No siempre fue tan disfuncional. Burke, un ex corresponsal en Roma de Fox News y National Catholic Register, había sido parte de la Secretaría de Estado desde 2012 como asesor especial de comunicaciones antes de que el Papa Francisco lo escogiera por recomendación del predecesor de Ruffini, Mons. Dario Edoardo Viganò.

Dentro de la Secretaría de Estado, Burke había trabajado estrechamente con el Arzobispo Peter Wells, nativo de Oklahoma y entonces asesor de asuntos generales en la Secretaría de Estado, y con el Cardenal Angelo Becciù, el sostituto (diputado) en la Secretaría de Estado.

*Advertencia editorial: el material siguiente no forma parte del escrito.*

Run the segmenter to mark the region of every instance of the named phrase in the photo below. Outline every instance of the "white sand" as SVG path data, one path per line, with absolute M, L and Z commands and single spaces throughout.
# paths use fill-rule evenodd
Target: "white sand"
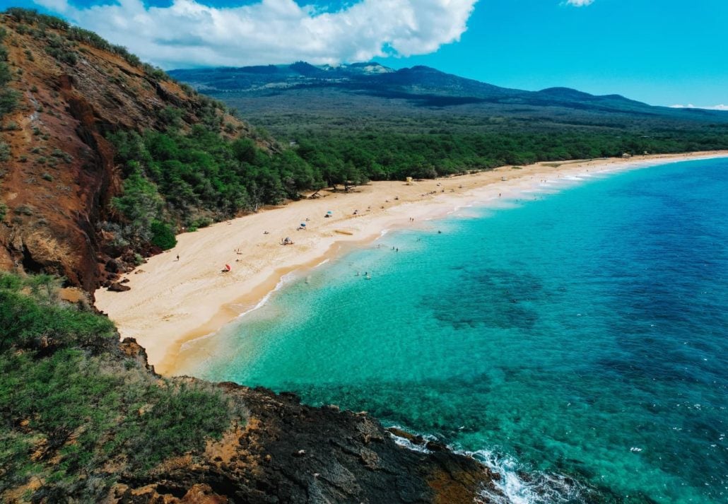
M 322 197 L 315 200 L 178 236 L 175 248 L 125 275 L 131 291 L 100 289 L 96 306 L 116 323 L 122 337 L 136 338 L 158 372 L 173 374 L 183 342 L 219 329 L 254 307 L 282 276 L 319 264 L 347 243 L 365 243 L 385 229 L 421 226 L 425 219 L 466 205 L 497 202 L 499 194 L 503 199 L 517 197 L 543 179 L 719 156 L 728 156 L 728 151 L 566 162 L 558 167 L 547 162 L 412 186 L 373 182 L 348 194 L 322 191 Z M 435 194 L 427 194 L 432 192 Z M 333 216 L 324 218 L 329 210 Z M 302 222 L 306 230 L 297 231 Z M 281 245 L 286 237 L 294 244 Z M 222 273 L 226 264 L 232 271 Z

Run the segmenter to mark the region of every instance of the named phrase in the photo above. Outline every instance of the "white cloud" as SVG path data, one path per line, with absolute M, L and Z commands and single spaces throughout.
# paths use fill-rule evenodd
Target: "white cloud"
M 337 12 L 261 0 L 215 8 L 194 0 L 141 0 L 77 9 L 35 0 L 165 68 L 290 63 L 336 64 L 427 54 L 459 41 L 478 0 L 360 0 Z
M 711 106 L 701 107 L 693 105 L 692 103 L 688 103 L 687 105 L 671 105 L 670 106 L 671 109 L 704 109 L 705 110 L 727 110 L 728 111 L 728 105 L 713 105 Z

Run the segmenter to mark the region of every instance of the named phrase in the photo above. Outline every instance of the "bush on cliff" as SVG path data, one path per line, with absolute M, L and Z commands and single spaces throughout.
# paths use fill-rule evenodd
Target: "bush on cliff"
M 212 385 L 149 373 L 108 318 L 52 288 L 0 273 L 0 502 L 31 479 L 43 482 L 33 502 L 99 502 L 124 474 L 194 456 L 242 416 Z
M 151 244 L 163 251 L 169 250 L 177 245 L 177 238 L 172 228 L 164 222 L 154 221 L 151 223 Z

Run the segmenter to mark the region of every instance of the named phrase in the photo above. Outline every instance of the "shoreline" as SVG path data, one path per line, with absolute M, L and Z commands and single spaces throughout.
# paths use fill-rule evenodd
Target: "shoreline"
M 254 310 L 285 275 L 315 267 L 340 256 L 342 249 L 370 243 L 389 230 L 420 227 L 470 205 L 507 201 L 542 187 L 544 180 L 724 157 L 728 151 L 544 162 L 410 186 L 384 181 L 349 193 L 322 191 L 325 195 L 314 200 L 178 235 L 174 248 L 123 275 L 131 291 L 97 290 L 96 307 L 116 323 L 122 338 L 134 337 L 146 349 L 157 372 L 171 375 L 186 361 L 181 359 L 183 345 Z M 333 216 L 325 218 L 328 211 Z M 306 230 L 296 230 L 301 224 L 306 224 Z M 286 237 L 295 243 L 280 245 Z M 225 264 L 232 271 L 221 272 Z

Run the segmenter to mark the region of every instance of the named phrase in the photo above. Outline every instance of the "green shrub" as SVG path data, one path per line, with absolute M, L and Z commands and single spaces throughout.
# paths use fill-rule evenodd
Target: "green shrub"
M 167 224 L 159 221 L 151 223 L 151 243 L 163 251 L 169 250 L 177 245 L 175 233 Z

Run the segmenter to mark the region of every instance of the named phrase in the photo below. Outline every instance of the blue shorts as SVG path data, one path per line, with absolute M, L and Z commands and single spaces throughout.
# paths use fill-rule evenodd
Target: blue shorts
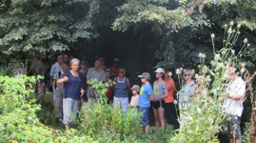
M 141 119 L 141 124 L 143 126 L 146 126 L 149 125 L 149 122 L 148 122 L 148 115 L 149 115 L 149 107 L 138 107 L 138 112 L 143 112 L 143 117 Z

Pero en los últimos años, la Secretaría de Estado ha perdido gradualmente su control sobre las comunicaciones del Vaticano y el poder se transfirió constantemente al Dicasterio para la Comunicación y, lo que es más importante, al círculo interno de asesores del Papa.

Pobre Administración

Desde que asumió su cargo, Burke ya estaba cada vez más aislado: el Arzobispo Wells se fue poco antes del nombramiento de Burke como director de la oficina de prensa, el Cardenal Becciù fue nombrado prefecto de la Congregación para las Causas de los Santos el verano pasado, y Mons. Viganò se fue después del asunto “Lettergate” en Marzo pasado, aunque continúa ejerciendo influencia como asesor en el Dicasterio para la Comunicación.

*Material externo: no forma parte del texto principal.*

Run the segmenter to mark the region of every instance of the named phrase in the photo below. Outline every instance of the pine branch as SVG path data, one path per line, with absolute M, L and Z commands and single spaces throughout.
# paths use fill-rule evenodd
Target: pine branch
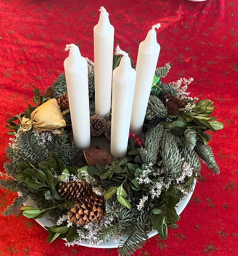
M 151 120 L 156 118 L 164 118 L 167 111 L 162 101 L 154 95 L 150 95 L 145 113 L 145 119 Z
M 155 74 L 158 77 L 165 77 L 171 68 L 169 63 L 166 63 L 164 67 L 160 67 L 156 69 Z
M 187 146 L 193 149 L 196 143 L 196 133 L 194 130 L 187 129 L 184 132 L 185 141 Z
M 163 89 L 160 91 L 159 96 L 165 95 L 166 94 L 171 94 L 176 96 L 178 93 L 178 90 L 174 86 L 171 85 L 163 84 Z
M 194 148 L 198 155 L 201 157 L 209 168 L 217 174 L 220 173 L 219 167 L 215 162 L 214 155 L 210 146 L 206 146 L 200 140 L 198 140 L 196 145 Z
M 164 133 L 160 154 L 166 179 L 176 179 L 181 171 L 182 157 L 174 136 L 170 132 Z
M 158 124 L 147 133 L 144 147 L 138 149 L 143 163 L 148 164 L 156 163 L 163 133 L 164 127 L 162 124 Z

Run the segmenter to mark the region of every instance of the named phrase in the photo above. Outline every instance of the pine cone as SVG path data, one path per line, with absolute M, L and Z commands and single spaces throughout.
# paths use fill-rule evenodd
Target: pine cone
M 63 115 L 69 111 L 69 98 L 68 94 L 63 93 L 59 98 L 57 99 L 57 102 Z
M 84 181 L 61 182 L 59 186 L 58 192 L 61 196 L 74 202 L 80 202 L 82 198 L 90 196 L 93 193 L 90 185 Z
M 49 86 L 47 88 L 45 92 L 44 96 L 46 98 L 50 98 L 50 99 L 55 98 L 52 86 Z
M 107 122 L 106 124 L 105 129 L 104 130 L 104 135 L 105 135 L 105 137 L 109 141 L 111 139 L 111 121 Z
M 167 110 L 168 114 L 177 115 L 179 113 L 179 108 L 185 107 L 185 104 L 183 101 L 171 94 L 166 94 L 160 99 Z
M 90 133 L 91 136 L 99 137 L 104 133 L 106 125 L 105 119 L 101 115 L 94 115 L 90 117 Z
M 73 208 L 69 211 L 69 221 L 78 226 L 96 220 L 100 221 L 101 217 L 105 212 L 104 199 L 95 193 L 76 203 Z

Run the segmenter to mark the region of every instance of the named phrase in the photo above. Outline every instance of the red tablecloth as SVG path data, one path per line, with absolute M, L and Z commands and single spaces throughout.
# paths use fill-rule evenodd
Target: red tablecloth
M 158 66 L 170 63 L 163 82 L 194 78 L 191 95 L 214 101 L 214 115 L 224 124 L 212 134 L 221 173 L 202 164 L 179 227 L 166 241 L 150 239 L 136 255 L 237 255 L 238 3 L 235 0 L 2 0 L 0 2 L 1 170 L 8 143 L 5 121 L 31 103 L 31 85 L 43 92 L 64 71 L 66 43 L 74 43 L 93 61 L 93 29 L 100 7 L 110 14 L 115 45 L 136 63 L 138 45 L 152 25 L 161 52 Z M 0 190 L 0 211 L 16 195 Z M 0 255 L 112 256 L 116 249 L 67 248 L 45 243 L 46 230 L 23 216 L 0 217 Z

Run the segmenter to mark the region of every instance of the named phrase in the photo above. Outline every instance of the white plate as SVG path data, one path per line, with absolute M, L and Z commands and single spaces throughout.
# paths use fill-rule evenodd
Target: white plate
M 185 196 L 182 200 L 180 200 L 180 202 L 177 204 L 177 207 L 176 207 L 176 212 L 178 215 L 180 215 L 181 213 L 183 211 L 187 204 L 188 204 L 192 193 L 194 191 L 195 186 L 196 184 L 196 180 L 195 181 L 195 183 L 193 187 L 193 191 L 189 193 L 188 196 Z M 20 194 L 20 193 L 19 193 Z M 30 206 L 36 206 L 36 204 L 34 202 L 31 200 L 30 198 L 28 198 L 28 200 L 24 204 L 24 205 L 30 205 Z M 44 227 L 45 226 L 46 227 L 50 227 L 53 225 L 52 222 L 49 220 L 47 218 L 47 216 L 43 217 L 42 218 L 37 218 L 35 220 L 36 222 L 37 222 L 42 227 Z M 148 236 L 150 238 L 151 238 L 152 236 L 154 236 L 157 233 L 157 231 L 156 230 L 153 230 L 150 233 L 148 234 Z M 114 240 L 111 240 L 109 242 L 106 242 L 106 243 L 101 243 L 99 245 L 94 246 L 94 248 L 118 248 L 120 244 L 120 241 L 122 238 L 119 238 L 116 241 L 115 241 Z M 86 242 L 84 243 L 81 243 L 80 245 L 89 247 L 89 241 L 87 241 Z

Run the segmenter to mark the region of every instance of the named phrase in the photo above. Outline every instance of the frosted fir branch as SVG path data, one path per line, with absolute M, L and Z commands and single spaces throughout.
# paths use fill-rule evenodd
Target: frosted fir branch
M 185 113 L 192 112 L 192 109 L 196 106 L 195 104 L 193 102 L 192 104 L 188 102 L 185 106 Z
M 148 201 L 148 195 L 145 196 L 143 195 L 143 197 L 139 199 L 139 204 L 137 205 L 137 210 L 141 211 L 144 209 L 145 202 Z
M 183 162 L 182 165 L 182 173 L 178 178 L 176 179 L 177 184 L 183 183 L 186 176 L 189 178 L 191 177 L 192 173 L 194 171 L 194 168 L 191 167 L 190 163 L 186 161 Z
M 103 196 L 106 192 L 106 189 L 103 188 L 101 186 L 99 186 L 98 187 L 93 186 L 93 191 L 97 195 L 100 196 Z
M 169 84 L 174 86 L 178 90 L 177 96 L 180 99 L 188 99 L 190 92 L 186 92 L 188 86 L 193 81 L 192 77 L 189 79 L 180 78 L 176 82 L 172 82 Z

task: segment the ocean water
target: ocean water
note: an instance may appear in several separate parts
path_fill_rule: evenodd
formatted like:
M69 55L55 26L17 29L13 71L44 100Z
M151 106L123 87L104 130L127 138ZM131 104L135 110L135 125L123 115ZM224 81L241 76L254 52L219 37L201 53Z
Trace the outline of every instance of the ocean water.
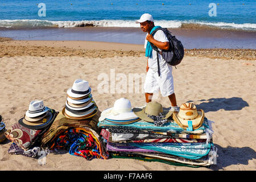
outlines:
M255 0L1 0L0 36L143 44L144 13L186 48L256 49Z
M255 0L1 0L0 27L138 27L146 13L167 28L256 31Z

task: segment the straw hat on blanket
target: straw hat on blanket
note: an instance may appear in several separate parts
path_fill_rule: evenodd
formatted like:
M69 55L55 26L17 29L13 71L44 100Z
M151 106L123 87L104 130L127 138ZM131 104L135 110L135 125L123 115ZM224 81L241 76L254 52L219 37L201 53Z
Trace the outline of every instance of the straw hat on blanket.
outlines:
M180 106L179 113L174 113L172 117L184 129L187 129L188 127L188 121L191 121L193 130L195 130L202 125L204 119L204 111L202 109L197 109L193 103L185 103Z

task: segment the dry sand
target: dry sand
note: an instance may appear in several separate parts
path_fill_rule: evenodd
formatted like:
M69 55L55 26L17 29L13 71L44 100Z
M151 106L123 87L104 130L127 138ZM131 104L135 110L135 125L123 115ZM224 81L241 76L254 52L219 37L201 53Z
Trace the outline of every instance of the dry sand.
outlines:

Al mismo tiempo, portavoces “no oficiales” cercanos a Francisco, como el Vaticanista Andrea Tornielli , Gianni Valente y el padre jesuita Antonio Spadaro, eran vistos como socavadores del trabajo de Burke, como se ha informado ampliamente. El nombramiento de Ruffini y su prominencia posterior durante las sesiones informativas para los medios de comunicación en el Sínodo de los Jóvenes de Octubre socavaron aún más la posición de Burke, mientras que el golpe de gracia [lit. coup de grâce] fue el nombramiento de Tornielli el mes pasado como director editorial de Vatican Media.

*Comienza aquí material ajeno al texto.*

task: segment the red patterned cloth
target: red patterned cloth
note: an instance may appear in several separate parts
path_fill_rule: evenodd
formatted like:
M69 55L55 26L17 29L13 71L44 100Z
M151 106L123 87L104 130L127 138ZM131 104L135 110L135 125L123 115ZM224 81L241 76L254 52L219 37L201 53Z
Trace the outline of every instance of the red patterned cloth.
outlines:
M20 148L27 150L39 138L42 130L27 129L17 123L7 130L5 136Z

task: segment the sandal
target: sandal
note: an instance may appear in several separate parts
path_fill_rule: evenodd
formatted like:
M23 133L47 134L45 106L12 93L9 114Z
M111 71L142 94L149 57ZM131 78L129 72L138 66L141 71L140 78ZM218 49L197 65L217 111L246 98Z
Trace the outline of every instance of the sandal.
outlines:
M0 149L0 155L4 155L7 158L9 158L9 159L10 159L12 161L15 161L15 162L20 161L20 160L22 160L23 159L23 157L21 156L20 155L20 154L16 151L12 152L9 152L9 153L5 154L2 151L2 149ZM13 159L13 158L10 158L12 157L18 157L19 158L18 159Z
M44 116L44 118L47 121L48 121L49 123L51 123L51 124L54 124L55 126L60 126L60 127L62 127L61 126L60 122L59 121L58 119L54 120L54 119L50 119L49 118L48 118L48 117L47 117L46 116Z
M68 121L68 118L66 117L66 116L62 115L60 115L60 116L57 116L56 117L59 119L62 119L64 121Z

A las dificultades se sumó la relación de trabajo del Papa Francisco con su portavoz. Él y Burke parecían tener una buena relación, pero fuentes informadas dicen que fue solo muy profunda, y se vio obstaculizada por el conocido hecho de que el Papa ignoró a los Estados Unidos y [por] su falta de confianza en general. La decisión de darle a Ruffini prominencia en las reuniones informativas sobre el sínodo fue del Papa, dicen las fuentes, a pesar de que Francisco le dijo a Burke que le darían toda la autoridad que necesitaba como director de la oficina de prensa.

De todo lo anterior, parece que el problema del Vaticano, como ha sido el caso a lo largo de su historia, no ha sido tanto de comunicaciones deficientes como de gestión deficiente. Quizás con esta nueva estructura finalmente en su lugar, eso comenzará a cambiar, y la dirección en que el Papa está guiando a la Iglesia se vuelva más transparente.